1/2 cup butter, room temperature

1/2 cup shortening

1 cup brown sugar, firmly packed

2 eggs

1 1/2 teaspoons vanilla extract

1/4 teaspoons corn syrup*

3/4 cup all-purpose flour

3/4 cup whole wheat flour

2 tablespoons wheat bran **

1 teaspoon baking soda

1/2 teaspoon cinnamon

1/2 teaspoon salt

3 cups oats (not instant)

1 cup dried cherries

8 ounces dark chocolate chunks

Directions

Preheat oven to 350°.

Beat butter, shortening and brown sugar together until smooth. Add eggs one at a time, mixing after each addition. Add vanilla and corn syrup.

In a separate bowl, whisk together flours, wheat bran, baking soda, cinnamon, and salt. Gradually add to the butter mixture just until combined. Do not overmix. Stir in oats, cherries, and chocolate.
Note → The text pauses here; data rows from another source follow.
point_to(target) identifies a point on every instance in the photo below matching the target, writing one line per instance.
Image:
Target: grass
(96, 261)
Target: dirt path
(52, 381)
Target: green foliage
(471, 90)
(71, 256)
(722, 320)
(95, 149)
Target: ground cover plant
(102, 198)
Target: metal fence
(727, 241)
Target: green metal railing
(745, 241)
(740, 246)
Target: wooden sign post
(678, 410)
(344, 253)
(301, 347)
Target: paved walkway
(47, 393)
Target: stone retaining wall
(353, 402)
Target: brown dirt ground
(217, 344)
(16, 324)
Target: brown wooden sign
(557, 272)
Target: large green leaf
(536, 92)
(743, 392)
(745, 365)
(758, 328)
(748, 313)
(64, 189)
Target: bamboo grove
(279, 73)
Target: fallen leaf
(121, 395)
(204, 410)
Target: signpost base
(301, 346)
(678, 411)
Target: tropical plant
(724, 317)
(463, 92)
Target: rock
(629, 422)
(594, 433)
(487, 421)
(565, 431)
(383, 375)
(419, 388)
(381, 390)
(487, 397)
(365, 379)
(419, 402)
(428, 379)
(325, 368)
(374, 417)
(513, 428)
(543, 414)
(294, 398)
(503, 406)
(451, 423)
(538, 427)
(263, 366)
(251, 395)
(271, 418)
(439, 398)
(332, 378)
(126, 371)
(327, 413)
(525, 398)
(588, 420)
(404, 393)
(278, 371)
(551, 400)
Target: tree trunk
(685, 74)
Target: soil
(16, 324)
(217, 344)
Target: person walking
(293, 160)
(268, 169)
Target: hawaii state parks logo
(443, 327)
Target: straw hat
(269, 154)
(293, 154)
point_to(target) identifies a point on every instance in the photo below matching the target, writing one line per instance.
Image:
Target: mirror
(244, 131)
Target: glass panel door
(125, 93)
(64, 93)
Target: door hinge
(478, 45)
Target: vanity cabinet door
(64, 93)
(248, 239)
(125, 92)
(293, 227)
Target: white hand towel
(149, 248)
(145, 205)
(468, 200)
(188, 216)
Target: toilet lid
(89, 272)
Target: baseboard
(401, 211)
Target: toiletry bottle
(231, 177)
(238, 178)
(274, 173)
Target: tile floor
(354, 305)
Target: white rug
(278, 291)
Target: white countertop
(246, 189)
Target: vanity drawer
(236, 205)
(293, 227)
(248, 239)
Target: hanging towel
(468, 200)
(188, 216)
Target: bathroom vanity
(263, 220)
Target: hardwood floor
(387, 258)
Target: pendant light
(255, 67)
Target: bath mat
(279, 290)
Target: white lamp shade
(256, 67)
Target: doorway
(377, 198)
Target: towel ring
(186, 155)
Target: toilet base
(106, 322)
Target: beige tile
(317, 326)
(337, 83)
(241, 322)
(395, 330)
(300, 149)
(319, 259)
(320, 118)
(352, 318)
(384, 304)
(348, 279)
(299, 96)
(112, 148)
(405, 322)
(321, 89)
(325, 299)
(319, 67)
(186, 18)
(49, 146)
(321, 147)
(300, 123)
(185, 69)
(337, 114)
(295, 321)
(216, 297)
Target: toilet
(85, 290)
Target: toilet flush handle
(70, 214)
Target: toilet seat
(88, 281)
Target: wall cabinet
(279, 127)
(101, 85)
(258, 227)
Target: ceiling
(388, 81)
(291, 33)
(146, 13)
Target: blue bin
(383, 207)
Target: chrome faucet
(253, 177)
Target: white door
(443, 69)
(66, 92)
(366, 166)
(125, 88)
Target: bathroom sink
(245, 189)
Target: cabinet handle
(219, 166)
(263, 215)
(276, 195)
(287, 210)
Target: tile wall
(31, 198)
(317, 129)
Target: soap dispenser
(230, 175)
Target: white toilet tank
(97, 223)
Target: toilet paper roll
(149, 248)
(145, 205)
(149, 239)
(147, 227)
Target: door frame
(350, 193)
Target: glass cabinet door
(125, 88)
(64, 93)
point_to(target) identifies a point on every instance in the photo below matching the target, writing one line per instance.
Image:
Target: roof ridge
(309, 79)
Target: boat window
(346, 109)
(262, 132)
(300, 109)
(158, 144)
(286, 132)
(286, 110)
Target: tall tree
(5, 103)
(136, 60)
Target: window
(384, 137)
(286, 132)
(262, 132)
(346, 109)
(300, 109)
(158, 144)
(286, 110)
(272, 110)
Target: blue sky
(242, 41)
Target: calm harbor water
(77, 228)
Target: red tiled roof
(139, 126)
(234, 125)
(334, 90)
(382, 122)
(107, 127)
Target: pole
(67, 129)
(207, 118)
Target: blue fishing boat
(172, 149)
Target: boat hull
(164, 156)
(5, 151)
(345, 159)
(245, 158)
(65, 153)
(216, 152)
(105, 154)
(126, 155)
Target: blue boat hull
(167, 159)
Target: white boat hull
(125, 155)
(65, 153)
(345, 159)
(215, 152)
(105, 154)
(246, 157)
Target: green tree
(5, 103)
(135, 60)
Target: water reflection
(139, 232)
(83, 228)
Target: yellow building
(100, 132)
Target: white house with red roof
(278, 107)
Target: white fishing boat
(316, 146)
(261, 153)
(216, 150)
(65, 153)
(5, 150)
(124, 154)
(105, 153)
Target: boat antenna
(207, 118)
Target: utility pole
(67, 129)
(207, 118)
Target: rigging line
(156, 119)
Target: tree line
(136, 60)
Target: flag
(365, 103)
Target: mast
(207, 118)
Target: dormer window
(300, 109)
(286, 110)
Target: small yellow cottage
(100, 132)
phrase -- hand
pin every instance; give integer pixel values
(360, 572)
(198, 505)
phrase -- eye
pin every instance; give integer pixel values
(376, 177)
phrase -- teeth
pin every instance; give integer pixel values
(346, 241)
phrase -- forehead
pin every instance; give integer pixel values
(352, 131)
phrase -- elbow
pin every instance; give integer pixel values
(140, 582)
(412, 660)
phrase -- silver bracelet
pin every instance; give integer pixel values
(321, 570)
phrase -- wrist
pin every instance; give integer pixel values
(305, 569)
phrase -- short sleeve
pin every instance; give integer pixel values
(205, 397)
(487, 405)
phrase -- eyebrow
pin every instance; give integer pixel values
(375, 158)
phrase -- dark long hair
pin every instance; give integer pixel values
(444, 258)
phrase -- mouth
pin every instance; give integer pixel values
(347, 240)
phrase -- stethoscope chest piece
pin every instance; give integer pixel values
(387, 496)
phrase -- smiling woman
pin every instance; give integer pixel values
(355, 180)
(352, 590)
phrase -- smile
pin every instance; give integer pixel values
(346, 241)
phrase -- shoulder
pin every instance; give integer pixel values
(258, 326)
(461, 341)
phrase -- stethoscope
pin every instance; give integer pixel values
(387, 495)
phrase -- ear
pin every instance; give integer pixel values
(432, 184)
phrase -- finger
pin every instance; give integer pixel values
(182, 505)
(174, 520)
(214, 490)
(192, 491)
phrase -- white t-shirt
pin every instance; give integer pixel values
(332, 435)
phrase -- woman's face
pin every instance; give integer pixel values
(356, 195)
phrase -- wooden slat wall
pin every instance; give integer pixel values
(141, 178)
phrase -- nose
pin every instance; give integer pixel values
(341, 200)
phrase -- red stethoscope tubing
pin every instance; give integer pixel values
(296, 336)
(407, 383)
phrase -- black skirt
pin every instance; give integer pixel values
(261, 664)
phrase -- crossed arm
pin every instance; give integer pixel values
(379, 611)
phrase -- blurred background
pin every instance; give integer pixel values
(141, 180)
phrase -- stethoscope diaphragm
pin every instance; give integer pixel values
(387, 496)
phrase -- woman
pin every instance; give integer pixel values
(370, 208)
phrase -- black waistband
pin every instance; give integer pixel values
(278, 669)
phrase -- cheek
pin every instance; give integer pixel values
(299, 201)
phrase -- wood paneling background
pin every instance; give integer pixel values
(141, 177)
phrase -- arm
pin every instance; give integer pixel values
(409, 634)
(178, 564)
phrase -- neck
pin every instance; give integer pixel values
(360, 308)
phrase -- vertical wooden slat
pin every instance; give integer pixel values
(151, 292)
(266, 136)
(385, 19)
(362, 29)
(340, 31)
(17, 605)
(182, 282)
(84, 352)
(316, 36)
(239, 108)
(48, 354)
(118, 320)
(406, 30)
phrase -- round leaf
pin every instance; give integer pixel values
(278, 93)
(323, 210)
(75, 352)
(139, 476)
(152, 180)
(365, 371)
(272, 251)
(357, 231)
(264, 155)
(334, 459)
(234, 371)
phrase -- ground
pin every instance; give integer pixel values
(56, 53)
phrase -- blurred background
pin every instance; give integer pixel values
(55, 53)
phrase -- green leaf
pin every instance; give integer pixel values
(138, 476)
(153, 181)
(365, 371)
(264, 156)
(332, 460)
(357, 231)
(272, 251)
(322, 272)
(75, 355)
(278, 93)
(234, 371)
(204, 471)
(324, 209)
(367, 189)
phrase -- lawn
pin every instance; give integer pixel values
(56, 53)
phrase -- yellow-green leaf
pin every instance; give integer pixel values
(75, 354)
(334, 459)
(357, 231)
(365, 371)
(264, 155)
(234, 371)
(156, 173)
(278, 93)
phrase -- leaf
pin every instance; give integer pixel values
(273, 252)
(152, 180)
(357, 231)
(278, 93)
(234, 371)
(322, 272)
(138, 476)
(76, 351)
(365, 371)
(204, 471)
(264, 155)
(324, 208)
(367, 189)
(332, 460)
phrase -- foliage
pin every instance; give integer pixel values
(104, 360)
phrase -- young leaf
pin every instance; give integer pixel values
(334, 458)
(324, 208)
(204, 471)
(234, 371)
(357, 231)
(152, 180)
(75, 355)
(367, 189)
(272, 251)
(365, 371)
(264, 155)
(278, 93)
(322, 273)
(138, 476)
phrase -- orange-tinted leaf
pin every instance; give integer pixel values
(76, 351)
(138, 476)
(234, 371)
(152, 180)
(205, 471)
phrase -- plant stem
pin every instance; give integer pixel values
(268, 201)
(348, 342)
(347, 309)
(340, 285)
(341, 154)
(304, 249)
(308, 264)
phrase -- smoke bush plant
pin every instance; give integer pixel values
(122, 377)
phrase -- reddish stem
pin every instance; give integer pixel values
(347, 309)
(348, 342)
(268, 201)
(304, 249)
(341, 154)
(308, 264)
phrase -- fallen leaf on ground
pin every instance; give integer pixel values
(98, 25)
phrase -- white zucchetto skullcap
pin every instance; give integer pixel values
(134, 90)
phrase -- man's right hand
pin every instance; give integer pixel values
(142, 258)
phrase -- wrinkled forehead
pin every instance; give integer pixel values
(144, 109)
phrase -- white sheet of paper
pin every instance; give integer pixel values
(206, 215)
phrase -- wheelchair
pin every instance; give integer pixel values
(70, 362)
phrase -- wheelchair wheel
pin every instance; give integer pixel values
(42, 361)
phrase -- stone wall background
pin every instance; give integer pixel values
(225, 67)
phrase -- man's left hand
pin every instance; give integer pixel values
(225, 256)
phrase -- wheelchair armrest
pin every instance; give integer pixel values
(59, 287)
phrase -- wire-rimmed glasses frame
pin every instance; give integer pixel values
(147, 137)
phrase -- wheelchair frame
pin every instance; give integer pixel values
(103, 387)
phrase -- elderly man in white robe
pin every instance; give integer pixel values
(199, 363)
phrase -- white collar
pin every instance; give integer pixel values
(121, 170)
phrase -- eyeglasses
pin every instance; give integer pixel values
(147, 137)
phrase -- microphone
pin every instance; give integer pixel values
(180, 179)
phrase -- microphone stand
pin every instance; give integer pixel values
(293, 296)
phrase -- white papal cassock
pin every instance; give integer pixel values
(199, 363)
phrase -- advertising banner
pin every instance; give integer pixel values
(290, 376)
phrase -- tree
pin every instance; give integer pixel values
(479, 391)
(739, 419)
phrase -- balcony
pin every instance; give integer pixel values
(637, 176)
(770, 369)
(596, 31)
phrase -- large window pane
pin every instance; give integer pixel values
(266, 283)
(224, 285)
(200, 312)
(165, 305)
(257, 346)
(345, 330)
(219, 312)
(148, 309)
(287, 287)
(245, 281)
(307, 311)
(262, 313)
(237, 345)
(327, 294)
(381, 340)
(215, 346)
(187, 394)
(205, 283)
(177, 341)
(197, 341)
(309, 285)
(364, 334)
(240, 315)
Drop by rounded tablespoonfuls onto lined baking sheets. Bake for 10 to 12 minutes, or until bottom edges are lightly browned. Cool on pans for a few minutes, then remove to wire racks to cool completely.

Makes about 4 dozen cookies.

*The corn syrup keeps the cookies chewy.

** If you don't have wheat bran on hand, it's not a big deal if you omit it.